To implement Iterable, a class must define the following method:

public Iterator iterator();

This is the same method you saw being used in the PointUtils exercise. The iterator() method intializes an iteration by returning an object of type Iterator, which can then be used to iterate. What is Iterator? It turns out this is another interface!

(Note: Iterable and Iterator are generic interfaces. In the above example, our iteration returned items of static type String; this means the ArrayList<String> actually implemented Iterable<String> and defined the method public Iterator<String> iterator();).

Here are the methods required for an object to implement the interface Iterator<E>. Do they look familiar? These are just the methods you used in the PointUtils exercise.

public boolean hasNext();
public E next();

If you're using Java 7 rather than Java 8, you will also need the following method (it is optional in Java 8):

void remove(); //this one might not be familiar.

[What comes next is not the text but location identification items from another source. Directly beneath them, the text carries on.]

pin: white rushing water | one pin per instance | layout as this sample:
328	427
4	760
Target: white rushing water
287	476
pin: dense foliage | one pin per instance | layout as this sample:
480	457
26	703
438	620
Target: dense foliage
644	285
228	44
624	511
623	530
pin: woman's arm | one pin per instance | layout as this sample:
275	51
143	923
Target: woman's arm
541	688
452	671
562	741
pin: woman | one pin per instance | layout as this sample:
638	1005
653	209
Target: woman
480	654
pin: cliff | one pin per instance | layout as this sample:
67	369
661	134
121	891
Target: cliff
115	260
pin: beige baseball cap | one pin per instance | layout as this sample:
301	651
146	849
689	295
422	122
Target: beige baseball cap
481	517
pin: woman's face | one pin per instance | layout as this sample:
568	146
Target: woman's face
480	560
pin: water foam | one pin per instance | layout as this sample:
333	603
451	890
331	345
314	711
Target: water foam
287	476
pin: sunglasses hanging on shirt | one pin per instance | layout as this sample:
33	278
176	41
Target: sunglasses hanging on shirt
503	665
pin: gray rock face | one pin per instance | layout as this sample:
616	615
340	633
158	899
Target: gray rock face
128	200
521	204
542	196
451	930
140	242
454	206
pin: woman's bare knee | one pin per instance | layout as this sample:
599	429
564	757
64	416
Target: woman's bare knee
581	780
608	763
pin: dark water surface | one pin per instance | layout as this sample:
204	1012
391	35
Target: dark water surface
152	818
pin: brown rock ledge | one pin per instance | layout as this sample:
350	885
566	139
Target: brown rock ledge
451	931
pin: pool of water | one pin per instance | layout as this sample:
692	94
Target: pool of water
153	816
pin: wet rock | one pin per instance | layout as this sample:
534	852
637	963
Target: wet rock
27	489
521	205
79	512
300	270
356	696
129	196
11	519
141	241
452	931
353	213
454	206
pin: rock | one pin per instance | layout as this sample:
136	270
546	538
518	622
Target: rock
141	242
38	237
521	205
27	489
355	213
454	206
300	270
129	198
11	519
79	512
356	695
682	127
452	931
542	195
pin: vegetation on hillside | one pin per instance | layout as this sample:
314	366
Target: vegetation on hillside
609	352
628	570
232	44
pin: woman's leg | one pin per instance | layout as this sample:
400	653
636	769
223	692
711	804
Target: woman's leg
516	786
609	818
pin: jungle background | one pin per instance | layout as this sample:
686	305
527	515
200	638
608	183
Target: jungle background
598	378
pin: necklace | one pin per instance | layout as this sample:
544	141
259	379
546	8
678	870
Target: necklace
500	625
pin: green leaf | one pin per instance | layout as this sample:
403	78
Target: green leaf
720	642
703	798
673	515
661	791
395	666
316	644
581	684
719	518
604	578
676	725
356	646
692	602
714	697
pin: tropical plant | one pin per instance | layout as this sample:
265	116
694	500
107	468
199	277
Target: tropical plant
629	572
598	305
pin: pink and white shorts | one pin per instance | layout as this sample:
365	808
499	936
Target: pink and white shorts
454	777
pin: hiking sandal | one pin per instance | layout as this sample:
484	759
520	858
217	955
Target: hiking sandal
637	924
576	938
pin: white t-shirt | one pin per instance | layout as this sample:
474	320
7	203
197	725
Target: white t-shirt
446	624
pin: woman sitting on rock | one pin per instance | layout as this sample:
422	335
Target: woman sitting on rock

More details below

When you use Java's special for loop, it makes use of these methods automatically behind the scenes, so you don't have to go through the trouble of calling them yourself.

(By the way, the method remove() deletes from the collection the last element returned by the iterator. You'll notice using the clean for loop syntax won't ever use the method remove(). The method is just there for you to call manually if you need it. When writing your own code, you may feel like you don't need the remove method either. That's okay: many Java classes just throw an exception in case someone calls the method, claiming that the class doesn't actually implement the method.)

Exercise: Make Sequence Implement Iterable

Modify the Sequence<T> class that you've been working with so that it implements Iterable<T>. Hint: You're going to have to define a new class that implements Iterator<T>. We recommend defining this as a nested private class, since it is only useful within Sequence. Nested classes can access the instance variables of the class they're nested in.

If you're using Java 8, feel free to ignore the remove method. If you're using Java 7, just have the remove method throw an UnsupportedOperationException.

E. Conclusion

Summary

In our experience, the biggest problem encountered by users of generics are syntax errors. We hope that lab activities alerted you to the problems.

Various aspects of iterators cause trouble, mainly with the maintenance of the internal state of the iteration. The constructor initializes the state, typically to the position of the first item to be enumerated. Subsequent processing maintains a data invariant that relates the position of the most recently returned element to the number of items in the collection being enumerated. And a detail: the hasNext method should never change the state of the iterator.

Submission

Submit the following files as lab08:

Readings

From now on, reading will be from the data structures textbook rather than Head First Java. This reading is optional. We recommend reading to prepare yourself for the next lab, if you feel like you have a difficult time digesting everything in lab.

The reading for the next lab is Data Structures and Algorithms chapter 4.